5. The method of claim 1, wherein the performing emotion recognition based on the sound content and a pre-trained second emotion recognition model to obtain a second candidate emotion of the user comprises:

dividing the sound content into a plurality of sub-sound contents;

respectively inputting the plurality of sub-sound contents into the second emotion recognition model to perform emotion recognition to obtain a plurality of corresponding candidate emotions;

and determining a second candidate emotion of the user according to the plurality of candidate emotions.

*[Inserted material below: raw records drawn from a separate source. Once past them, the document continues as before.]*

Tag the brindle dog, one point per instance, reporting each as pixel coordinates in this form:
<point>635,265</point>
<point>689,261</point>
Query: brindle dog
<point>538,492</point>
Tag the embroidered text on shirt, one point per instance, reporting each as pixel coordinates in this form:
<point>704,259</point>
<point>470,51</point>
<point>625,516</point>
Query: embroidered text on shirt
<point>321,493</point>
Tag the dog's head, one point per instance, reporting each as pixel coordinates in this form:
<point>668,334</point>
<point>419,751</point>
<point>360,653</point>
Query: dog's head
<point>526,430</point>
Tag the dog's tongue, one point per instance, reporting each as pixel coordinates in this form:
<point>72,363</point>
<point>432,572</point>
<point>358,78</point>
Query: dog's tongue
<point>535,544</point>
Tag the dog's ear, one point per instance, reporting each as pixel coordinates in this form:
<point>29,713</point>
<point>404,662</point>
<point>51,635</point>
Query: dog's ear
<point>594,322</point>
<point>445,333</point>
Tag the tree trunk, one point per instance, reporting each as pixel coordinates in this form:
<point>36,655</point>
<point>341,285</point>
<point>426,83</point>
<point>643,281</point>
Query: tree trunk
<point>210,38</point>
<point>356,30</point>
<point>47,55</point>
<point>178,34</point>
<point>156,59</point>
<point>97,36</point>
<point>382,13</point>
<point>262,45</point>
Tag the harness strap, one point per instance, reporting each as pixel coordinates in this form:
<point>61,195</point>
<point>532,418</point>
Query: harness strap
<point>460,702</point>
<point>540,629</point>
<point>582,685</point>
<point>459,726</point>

6. An emotion recognition device applied to an electronic apparatus, comprising:

the first emotion recognition module is used for acquiring text content input by a user from panoramic data by the data processing layer in the panoramic sensing architecture and providing the text content to the feature extraction layer, and the scene modeling layer carries out emotion recognition according to the text content and a first emotion recognition model trained in advance to obtain a first candidate emotion of the user, wherein the first candidate emotion comprises the following specific steps of: the feature extraction layer performs feature extraction on the text content to obtain feature vectors corresponding to the text content; converting the feature vector of the text content into a corresponding feature tensor at the scene modeling layer, inputting the feature tensor into the first emotion recognition model for emotion recognition, and obtaining a first candidate emotion of the user output by the first emotion recognition model, wherein the feature tensor is a data structure with three dimensions and more than three dimensions;

The second emotion recognition module is used for acquiring sound content of the user during the text content input period from panoramic data by the data processing layer in the panoramic sensing framework and providing the sound content to the feature extraction layer, and the scene modeling layer carries out emotion recognition according to the sound content and a pre-trained second emotion recognition model to obtain a second candidate emotion of the user;

a target emotion recognition module for determining a target emotion of the user according to the first candidate emotion and the second candidate emotion; and the content sending module is used for sending the text content and the target emotion to electronic equipment of other users after determining the target situation of the user according to the first candidate emotion and the second follow-up situation so that the other users can view the text content used for input and know the emotion when the user inputs the text content.

7. A storage medium having stored thereon a computer program, which when run on a computer causes the computer to perform the emotion recognition method of any of claims 1 to 5.

8. An electronic device comprising a processor and a memory, the memory storing a computer program, wherein the processor is configured to perform the emotion recognition method of any of claims 1 to 5 by invoking the computer program.